Chelsea McCurry's Internship, Summer 2013 - Part 5
This past week we have worked on preparing three additional sediment samples from the Gulf Sediment and will be shipping them for DNA sequencing next week. We continue to evaluate the sequences we received last week. So far, I have done the preparation of each of the sequences with a computer program. I took out the parts of the sequence that are from the vector we use, trimmed the ends that have a lower quality than the rest of the sequence, and removed any sequences that were too low of a quality for us to use. We can now begin analyzing this data and compare it to the rest of the data we already have.

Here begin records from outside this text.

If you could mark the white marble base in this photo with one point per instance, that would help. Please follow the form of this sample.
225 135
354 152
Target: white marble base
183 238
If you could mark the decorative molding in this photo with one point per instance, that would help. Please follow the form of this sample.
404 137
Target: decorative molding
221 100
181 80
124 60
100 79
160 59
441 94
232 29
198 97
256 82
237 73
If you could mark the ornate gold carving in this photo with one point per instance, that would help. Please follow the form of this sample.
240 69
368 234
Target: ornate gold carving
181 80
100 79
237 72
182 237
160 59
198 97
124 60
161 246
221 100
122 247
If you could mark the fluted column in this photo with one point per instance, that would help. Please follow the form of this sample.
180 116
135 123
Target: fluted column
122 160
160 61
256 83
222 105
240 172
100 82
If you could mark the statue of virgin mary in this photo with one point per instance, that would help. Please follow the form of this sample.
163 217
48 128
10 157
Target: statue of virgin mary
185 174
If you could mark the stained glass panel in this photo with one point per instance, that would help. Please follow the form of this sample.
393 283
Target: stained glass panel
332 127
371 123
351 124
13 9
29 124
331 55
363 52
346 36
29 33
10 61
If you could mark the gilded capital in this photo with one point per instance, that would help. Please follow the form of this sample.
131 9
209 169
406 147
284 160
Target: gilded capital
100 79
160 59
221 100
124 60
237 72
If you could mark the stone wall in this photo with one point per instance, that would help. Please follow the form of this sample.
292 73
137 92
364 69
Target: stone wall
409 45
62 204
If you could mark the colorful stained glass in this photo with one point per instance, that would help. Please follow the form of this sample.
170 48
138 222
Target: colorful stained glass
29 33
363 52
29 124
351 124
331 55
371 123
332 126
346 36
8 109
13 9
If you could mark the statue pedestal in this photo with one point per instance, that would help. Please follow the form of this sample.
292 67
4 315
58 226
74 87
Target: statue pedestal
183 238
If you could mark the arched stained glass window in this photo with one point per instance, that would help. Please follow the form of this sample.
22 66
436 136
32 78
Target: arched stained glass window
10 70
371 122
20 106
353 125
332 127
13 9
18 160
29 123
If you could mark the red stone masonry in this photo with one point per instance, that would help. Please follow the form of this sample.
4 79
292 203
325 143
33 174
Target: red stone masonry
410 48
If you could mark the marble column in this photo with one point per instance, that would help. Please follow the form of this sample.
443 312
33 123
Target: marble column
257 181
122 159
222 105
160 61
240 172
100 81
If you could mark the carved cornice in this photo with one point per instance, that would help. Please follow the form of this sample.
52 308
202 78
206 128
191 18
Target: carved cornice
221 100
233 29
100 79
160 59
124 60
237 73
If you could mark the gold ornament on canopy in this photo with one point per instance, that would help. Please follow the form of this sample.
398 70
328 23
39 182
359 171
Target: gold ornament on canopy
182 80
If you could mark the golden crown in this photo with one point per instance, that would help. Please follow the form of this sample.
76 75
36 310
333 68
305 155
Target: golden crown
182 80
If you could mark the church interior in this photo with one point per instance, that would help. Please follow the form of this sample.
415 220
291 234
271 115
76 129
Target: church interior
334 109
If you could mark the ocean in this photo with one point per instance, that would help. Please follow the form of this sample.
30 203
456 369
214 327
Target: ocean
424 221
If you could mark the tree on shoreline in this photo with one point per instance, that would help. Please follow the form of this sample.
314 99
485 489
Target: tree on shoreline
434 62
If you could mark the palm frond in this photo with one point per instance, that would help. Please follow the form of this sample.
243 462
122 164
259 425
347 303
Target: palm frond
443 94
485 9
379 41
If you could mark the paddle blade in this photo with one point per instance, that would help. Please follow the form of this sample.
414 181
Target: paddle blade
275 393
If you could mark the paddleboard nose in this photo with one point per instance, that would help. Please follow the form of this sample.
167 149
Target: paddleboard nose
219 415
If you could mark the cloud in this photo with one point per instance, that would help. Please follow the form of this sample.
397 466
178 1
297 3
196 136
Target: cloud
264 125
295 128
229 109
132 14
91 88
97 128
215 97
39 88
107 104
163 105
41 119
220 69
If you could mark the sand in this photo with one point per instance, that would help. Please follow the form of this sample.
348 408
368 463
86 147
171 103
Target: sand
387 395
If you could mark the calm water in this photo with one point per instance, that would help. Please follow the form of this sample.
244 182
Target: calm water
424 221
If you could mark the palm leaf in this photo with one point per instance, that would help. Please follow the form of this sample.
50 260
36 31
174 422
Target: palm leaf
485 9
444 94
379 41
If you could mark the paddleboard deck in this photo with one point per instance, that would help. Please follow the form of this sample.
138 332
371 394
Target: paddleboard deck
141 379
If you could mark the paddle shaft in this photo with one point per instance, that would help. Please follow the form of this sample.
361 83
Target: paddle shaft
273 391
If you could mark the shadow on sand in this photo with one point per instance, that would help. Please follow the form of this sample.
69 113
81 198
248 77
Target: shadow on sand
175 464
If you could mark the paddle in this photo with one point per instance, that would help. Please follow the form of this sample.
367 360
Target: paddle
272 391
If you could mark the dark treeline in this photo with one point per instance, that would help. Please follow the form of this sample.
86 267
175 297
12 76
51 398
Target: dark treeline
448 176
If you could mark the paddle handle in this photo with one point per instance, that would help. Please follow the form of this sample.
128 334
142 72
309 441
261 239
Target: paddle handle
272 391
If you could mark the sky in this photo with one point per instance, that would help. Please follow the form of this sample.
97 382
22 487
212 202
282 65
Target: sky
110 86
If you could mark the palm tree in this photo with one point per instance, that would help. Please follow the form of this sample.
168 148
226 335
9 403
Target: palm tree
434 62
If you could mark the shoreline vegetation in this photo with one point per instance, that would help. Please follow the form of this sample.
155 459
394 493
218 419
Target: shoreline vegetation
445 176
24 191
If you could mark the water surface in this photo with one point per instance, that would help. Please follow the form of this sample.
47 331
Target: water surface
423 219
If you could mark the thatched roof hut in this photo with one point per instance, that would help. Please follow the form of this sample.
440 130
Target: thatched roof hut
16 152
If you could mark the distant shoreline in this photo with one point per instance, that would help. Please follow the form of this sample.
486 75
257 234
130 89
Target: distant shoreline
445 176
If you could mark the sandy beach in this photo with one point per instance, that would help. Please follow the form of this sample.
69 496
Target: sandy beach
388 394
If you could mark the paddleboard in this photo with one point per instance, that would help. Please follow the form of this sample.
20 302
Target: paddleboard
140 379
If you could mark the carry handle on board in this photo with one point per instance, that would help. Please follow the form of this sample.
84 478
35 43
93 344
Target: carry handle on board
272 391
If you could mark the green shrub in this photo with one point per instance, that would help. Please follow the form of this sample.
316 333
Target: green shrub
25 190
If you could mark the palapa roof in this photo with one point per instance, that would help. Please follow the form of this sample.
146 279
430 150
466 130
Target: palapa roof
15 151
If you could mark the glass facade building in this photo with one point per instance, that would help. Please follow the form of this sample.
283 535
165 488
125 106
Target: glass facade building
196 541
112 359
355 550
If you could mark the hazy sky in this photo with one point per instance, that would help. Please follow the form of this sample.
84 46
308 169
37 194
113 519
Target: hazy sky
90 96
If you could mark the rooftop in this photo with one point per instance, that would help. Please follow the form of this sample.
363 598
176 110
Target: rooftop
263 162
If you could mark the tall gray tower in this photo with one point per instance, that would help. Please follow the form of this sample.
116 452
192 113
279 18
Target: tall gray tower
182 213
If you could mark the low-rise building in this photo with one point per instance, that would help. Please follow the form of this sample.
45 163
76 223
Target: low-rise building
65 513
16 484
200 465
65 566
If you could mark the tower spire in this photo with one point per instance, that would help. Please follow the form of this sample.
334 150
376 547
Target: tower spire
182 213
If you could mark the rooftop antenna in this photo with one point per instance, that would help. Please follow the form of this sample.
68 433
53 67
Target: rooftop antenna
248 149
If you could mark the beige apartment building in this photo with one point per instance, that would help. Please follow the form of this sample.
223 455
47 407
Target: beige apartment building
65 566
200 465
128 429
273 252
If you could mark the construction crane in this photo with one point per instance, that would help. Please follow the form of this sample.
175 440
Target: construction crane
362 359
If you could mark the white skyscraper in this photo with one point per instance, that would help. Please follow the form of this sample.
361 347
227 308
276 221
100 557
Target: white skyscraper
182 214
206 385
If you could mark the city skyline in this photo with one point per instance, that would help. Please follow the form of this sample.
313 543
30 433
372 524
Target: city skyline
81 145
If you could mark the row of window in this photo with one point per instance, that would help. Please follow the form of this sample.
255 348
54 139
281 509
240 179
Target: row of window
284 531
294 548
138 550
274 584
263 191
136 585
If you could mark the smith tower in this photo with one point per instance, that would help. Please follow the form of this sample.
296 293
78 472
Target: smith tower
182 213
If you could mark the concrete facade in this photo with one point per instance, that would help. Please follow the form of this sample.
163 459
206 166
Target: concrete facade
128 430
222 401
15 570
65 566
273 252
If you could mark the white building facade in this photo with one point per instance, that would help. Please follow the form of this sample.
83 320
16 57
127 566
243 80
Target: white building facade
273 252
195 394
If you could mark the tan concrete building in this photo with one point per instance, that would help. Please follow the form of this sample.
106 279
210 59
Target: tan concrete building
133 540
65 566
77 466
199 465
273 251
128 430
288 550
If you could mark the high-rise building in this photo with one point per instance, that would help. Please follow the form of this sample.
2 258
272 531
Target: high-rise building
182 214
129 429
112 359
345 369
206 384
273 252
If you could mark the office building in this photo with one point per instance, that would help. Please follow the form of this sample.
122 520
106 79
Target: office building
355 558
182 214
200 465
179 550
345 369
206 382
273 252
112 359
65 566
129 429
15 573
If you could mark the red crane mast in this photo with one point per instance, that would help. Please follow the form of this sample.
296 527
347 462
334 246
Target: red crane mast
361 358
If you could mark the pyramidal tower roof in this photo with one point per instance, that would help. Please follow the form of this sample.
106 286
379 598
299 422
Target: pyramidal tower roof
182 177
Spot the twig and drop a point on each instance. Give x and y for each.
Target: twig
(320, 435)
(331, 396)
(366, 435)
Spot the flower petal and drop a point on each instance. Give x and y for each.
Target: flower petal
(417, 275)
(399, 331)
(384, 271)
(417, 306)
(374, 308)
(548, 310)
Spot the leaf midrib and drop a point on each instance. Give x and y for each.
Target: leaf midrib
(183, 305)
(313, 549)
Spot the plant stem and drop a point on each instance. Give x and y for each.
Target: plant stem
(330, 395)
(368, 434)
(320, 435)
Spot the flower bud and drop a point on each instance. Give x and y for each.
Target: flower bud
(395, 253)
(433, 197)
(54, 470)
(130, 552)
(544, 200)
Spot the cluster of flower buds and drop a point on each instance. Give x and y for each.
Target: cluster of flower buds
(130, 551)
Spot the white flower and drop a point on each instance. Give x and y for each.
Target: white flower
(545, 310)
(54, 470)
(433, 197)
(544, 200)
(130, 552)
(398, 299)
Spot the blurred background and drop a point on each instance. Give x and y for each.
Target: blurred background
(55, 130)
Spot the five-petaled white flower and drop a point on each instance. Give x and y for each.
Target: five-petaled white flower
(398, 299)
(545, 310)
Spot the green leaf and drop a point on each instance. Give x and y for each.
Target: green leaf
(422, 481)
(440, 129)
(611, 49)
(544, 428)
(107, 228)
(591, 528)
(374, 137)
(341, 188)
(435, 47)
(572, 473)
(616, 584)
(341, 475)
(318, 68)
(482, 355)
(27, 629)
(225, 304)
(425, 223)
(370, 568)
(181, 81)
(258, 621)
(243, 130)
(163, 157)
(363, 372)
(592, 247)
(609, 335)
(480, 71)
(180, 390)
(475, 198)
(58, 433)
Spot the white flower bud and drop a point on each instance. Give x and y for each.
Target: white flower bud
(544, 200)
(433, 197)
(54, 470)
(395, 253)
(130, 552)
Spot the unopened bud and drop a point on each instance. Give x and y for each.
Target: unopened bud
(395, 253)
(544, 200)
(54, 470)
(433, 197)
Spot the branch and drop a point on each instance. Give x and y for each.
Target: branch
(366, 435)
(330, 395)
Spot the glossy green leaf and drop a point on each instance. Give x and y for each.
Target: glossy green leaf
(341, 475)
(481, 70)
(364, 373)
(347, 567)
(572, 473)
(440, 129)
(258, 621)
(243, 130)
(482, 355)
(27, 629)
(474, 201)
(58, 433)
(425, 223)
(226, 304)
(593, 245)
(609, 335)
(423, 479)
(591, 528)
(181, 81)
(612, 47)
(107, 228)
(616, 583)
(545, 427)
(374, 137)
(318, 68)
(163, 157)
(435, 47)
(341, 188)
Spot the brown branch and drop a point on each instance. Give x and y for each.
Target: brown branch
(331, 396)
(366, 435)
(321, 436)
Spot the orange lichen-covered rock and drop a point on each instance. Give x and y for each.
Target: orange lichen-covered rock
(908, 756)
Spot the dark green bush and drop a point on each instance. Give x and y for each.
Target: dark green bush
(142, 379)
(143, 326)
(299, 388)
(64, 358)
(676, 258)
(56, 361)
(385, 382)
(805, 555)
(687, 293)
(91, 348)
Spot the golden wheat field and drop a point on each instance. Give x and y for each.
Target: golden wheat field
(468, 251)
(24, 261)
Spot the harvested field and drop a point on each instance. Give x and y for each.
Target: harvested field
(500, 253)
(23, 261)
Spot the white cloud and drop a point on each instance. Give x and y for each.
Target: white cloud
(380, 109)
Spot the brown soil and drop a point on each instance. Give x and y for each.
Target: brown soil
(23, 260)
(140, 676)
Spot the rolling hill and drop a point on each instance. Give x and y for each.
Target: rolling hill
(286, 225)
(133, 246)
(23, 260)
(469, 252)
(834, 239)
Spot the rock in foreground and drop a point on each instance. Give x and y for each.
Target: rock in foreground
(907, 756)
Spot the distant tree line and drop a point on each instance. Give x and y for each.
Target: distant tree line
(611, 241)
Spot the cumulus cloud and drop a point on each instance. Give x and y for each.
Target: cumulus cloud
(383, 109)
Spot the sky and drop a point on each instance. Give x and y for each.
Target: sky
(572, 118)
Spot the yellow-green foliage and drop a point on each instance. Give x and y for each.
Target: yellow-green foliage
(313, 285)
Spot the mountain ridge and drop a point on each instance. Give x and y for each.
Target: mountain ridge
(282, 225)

The picture shows a Petri dish with LB Agar that has X-gal allowing the Blue/White differentiation. The white colonies an E. coli cell that we were able to transform and clone to carry a vector that a single piece of Foraminifera DNA (about 750 bp). This allows us to take the mass amount of DNA we have from a basic extraction and PCR, and isolate and amplify each strand within an E. coli colony. The blue colonies are the E. coli that did not take up any DNA. This is important to be able to differentiate, because we don’t want to spend time and money in sequencing when there is no target DNA there. The next image shows me picking the white colonies and placing one colony into its own well of LB broth in a 96-well plate. I will incubate the samples 12 hours then prepare them to be shipped off for sequencing.